Esta é apenas a trama de fundo de A Invenção de Hugo Cabret, pois a história de fato, e é neste ponto que vários mistérios começam a se acumular um sobre o outro, é quando ele, ao tentar roubar peças de brinquedos de uma lojinha dentro da estação, é apanhado pelo dono dela, um sujeito amargo chamado Georges Méliès, que parece reconhecer aqueles diagramas no caderninho de Hugo.
Qual é a relação entre Mèlies e o automaton, isto é, a invenção de Hugo Cabret?
Para ajudar Hugo a desvendar este mistério, Isabelle, uma garota que é criada por Méliès, resolve ajudá-lo e, juntos, eles acabam não apenas desvendando o segredo guardado dentro do mecanismo do automaton, o que ele tem para desenhar, bem como o incrível passado de Mèlies.
Se você gosta de cinema, talvez tenha associado este nome com alguém... mas não vou relevar o fim da história.
O livro é curto, embora pareça ser imenso nesta edição minha. Há muitas ilustrações, portanto, é uma leitura rápida. Acho que não chegou a me tomar 2 horas de leitura.
Em 2011, este livro foi adaptado ao cinema e o filme se chama simplesmente "Hugo", dirigido por Martin Scorcese. Devo dizer que é um filme um pouco estranho para a filmografia deste diretor, mais conhecido por seus filmes violentos, com gangsters, policiais e desajustados em geral. "Hugo" é uma história fofinha demais para o perfil do Scorcese.
Não é uma adaptação ruim, embora se esforce demais para criar uma atmosfera idílica, mais ou menos ao estilo de O Fabuloso Destino de Amelie Poulain.

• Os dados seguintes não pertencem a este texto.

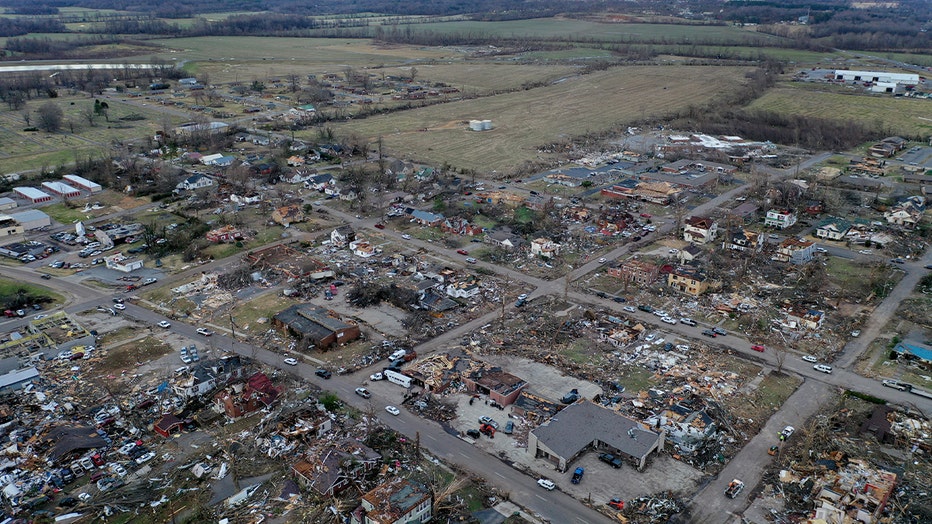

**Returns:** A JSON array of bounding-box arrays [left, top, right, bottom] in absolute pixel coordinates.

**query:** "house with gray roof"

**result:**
[[528, 401, 664, 471]]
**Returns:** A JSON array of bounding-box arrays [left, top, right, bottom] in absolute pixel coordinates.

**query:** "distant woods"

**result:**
[[0, 0, 930, 59]]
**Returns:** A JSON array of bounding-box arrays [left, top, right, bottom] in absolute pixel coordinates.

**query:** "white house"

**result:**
[[764, 209, 797, 229], [682, 216, 718, 244], [330, 226, 355, 246], [530, 238, 561, 258], [884, 196, 925, 229], [104, 253, 143, 273], [176, 174, 214, 191], [815, 217, 851, 240], [445, 281, 481, 299], [349, 240, 376, 258]]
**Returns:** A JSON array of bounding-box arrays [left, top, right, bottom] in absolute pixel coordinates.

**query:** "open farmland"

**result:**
[[374, 62, 580, 93], [746, 84, 932, 137], [326, 65, 750, 174], [398, 18, 784, 45], [150, 37, 453, 81]]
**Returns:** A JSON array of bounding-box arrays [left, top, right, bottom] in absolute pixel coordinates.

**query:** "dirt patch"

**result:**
[[92, 336, 174, 376]]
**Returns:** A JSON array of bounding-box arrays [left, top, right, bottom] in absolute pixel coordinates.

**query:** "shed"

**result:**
[[13, 187, 53, 204], [154, 414, 184, 437], [63, 174, 102, 193], [41, 181, 82, 199], [0, 366, 39, 393], [8, 209, 51, 230]]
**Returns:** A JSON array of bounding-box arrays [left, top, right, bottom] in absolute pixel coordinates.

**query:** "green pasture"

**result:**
[[746, 84, 932, 137]]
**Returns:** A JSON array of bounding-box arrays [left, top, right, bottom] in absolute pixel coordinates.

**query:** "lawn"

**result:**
[[0, 277, 65, 308], [39, 202, 106, 224], [231, 292, 297, 336], [825, 257, 902, 300], [325, 65, 749, 174], [746, 84, 932, 137]]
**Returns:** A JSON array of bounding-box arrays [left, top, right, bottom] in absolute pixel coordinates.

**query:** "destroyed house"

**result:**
[[884, 195, 925, 228], [814, 460, 898, 522], [213, 372, 283, 419], [682, 216, 718, 244], [510, 391, 564, 423], [784, 305, 825, 330], [462, 366, 527, 406], [173, 356, 246, 398], [667, 266, 713, 296], [41, 425, 109, 464], [440, 216, 483, 236], [292, 440, 381, 496], [273, 304, 361, 350], [206, 225, 245, 243], [271, 204, 306, 226], [277, 407, 333, 439], [418, 288, 458, 312], [892, 340, 932, 367], [646, 405, 716, 455], [485, 227, 524, 249], [351, 478, 433, 524], [331, 225, 356, 246], [529, 401, 664, 471], [246, 245, 334, 280], [609, 258, 660, 285], [773, 238, 815, 265]]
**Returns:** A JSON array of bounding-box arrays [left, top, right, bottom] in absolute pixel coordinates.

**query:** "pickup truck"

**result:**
[[571, 467, 584, 484], [598, 453, 623, 469], [637, 305, 653, 313], [561, 388, 580, 404]]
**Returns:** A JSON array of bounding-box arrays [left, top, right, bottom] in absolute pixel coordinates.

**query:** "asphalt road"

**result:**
[[5, 147, 928, 522]]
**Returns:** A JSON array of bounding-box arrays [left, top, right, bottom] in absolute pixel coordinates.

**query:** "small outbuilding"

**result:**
[[8, 209, 51, 230]]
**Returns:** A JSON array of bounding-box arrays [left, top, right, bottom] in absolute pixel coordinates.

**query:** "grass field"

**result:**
[[400, 19, 783, 45], [149, 37, 452, 82], [323, 65, 749, 174], [372, 62, 579, 94], [746, 84, 932, 137], [0, 93, 183, 174]]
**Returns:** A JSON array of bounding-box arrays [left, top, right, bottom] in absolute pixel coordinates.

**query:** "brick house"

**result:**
[[667, 266, 714, 296], [609, 259, 660, 285]]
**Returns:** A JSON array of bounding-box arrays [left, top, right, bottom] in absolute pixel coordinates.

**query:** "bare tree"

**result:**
[[36, 101, 63, 132], [21, 109, 30, 127]]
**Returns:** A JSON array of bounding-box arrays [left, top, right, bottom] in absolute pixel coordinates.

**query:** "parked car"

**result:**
[[712, 327, 727, 336], [385, 405, 400, 416], [503, 421, 514, 434], [751, 345, 766, 352], [661, 316, 677, 325], [537, 478, 555, 490], [571, 467, 585, 484], [882, 379, 911, 391], [374, 223, 385, 229], [802, 355, 818, 363], [355, 387, 371, 399], [679, 318, 697, 326], [466, 429, 481, 439], [850, 330, 861, 337], [813, 364, 833, 374], [315, 368, 332, 379], [607, 498, 625, 510], [196, 328, 212, 336], [113, 303, 126, 310], [465, 257, 477, 264], [401, 234, 412, 240], [702, 329, 717, 338], [599, 453, 623, 469], [370, 372, 384, 381], [456, 249, 469, 255], [780, 426, 795, 440], [283, 358, 298, 366], [158, 320, 171, 328], [623, 305, 636, 313], [135, 451, 156, 465]]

Eu não sei, mas quando levamos mais tempo para ver um filme do que para ler um livro, acho que há algo errado aí. Em quase três horas de filme, foi preciso incluir algumas subtramas para reforçar a presença de certos personagens secundários, como o inspetor da estação, interpretado por Sasha Baron Cohen, que em boa parte do livro é quase uma ameaça invisível, a possibilidade de que Hugo seja descoberto e apanhado, enquanto que no filme incluíram um breve romancezinho entre ele e a vendedora de flores que sequer há no livro.
Além disto, houve uma tendência para atenuar certos atos de Hugo e Isabelle, que em algumas partes do livro acabam roubando objetos ou mentindo, enquanto que, no filme, isto foi quase totalmente suprimido, talvez para deixar bastante claro os limites entre o certo e errado para o público juvenil.
Mas, para mim, sem dúvida o mais fascinante no livro são as ilustrações e como elas facilmente são capazes de suplantar o texto.
Ao pensarmos na relação entre homem e máquina, representada pelo automaton, a mensagem de Hugo Cabret não poderia ser mais clara: de que todos nós, mesmo que não possamos perceber, fazemos parte de um gigantesco mecanismo e temos nossa razão de ser, temos algum propósito, temos alguma missão. Ao longo deste livro, acompanhamos como Hugo desvenda sua própria missão pessoal e, neste processo, auxilia outros personagens neste caminho, inclusive até fazendo com que Georges Méliès redescubra quem ele realmente era.